La presunta (ora più che mai) estorsione mafiosa era al centro dell’inchiesta condotta dai carabinieri della Compagnia di Petilia Policastro che portò a sei arresti. I giudici del Tribunale di Crotone hanno, infatti, escluso l’aggravante mafiosa e hanno derubricato il reato di estorsione in tentata estorsione. Nel caso di Oliveti, la pena si è abbassata rispetto alle richieste anche perché per lui il Tribunale ha stabilito di non doversi procedere in ordine alla tentata estorsione per mancanza di querela.

LE ACCUSE

Fratello e sorella erano soci dell’impresa “Centri Assistenziali Mons. Oliveti s.r.l.”, esercente a Cotronei l’attività di gestione delle strutture residenziali per disabili “Carusa”, “Spirito Santo” e “Santino Covelli”. Oliveti quale mandante, la moglie quale concorrente morale e Comberiati quale esecutore materiale, secondo l’accusa, avrebbero concorso nell’incendio dell’auto Fiat “600” di un’educatrice, stretta collaboratrice di Marcella Oliveti, per costringere quest’ultima a cedere a pretese divisorie e spogliarla delle proprie spettanze.

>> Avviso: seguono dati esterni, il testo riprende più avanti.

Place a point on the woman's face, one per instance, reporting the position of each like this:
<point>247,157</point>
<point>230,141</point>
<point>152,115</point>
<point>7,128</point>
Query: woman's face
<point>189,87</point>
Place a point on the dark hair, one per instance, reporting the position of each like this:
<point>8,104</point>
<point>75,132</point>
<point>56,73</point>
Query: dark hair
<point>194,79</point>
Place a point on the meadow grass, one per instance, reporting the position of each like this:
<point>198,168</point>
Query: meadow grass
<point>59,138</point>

Alla fine Oliveti è stato condannato soltanto per l’incendio, l’episodio che fece scattare l’inchiesta. Un episodio, sempre per i giudici, non maturato in un contesto mafioso. L’intercettazione in cui Oliveti parlava con la moglie sembrava una sorta di confessione, dal punto di vista degli inquirenti. «Quanto ci ho messo a fare accendere un fiammifero?».

LA DIFESA

Gli imputati sono stati condannati al risarcimento della proprietaria dell’auto e non dell’altra parte civile costituita, i soci dell’impresa. Erano difesi dagli avvocati Renzo Cavarretta, Vincenzo Cicino, Vincenzo Galeota, Tiziano Saporito, Gregorio Viscomi, che hanno ottenuto l’esclusione dell’aggravante mafiosa.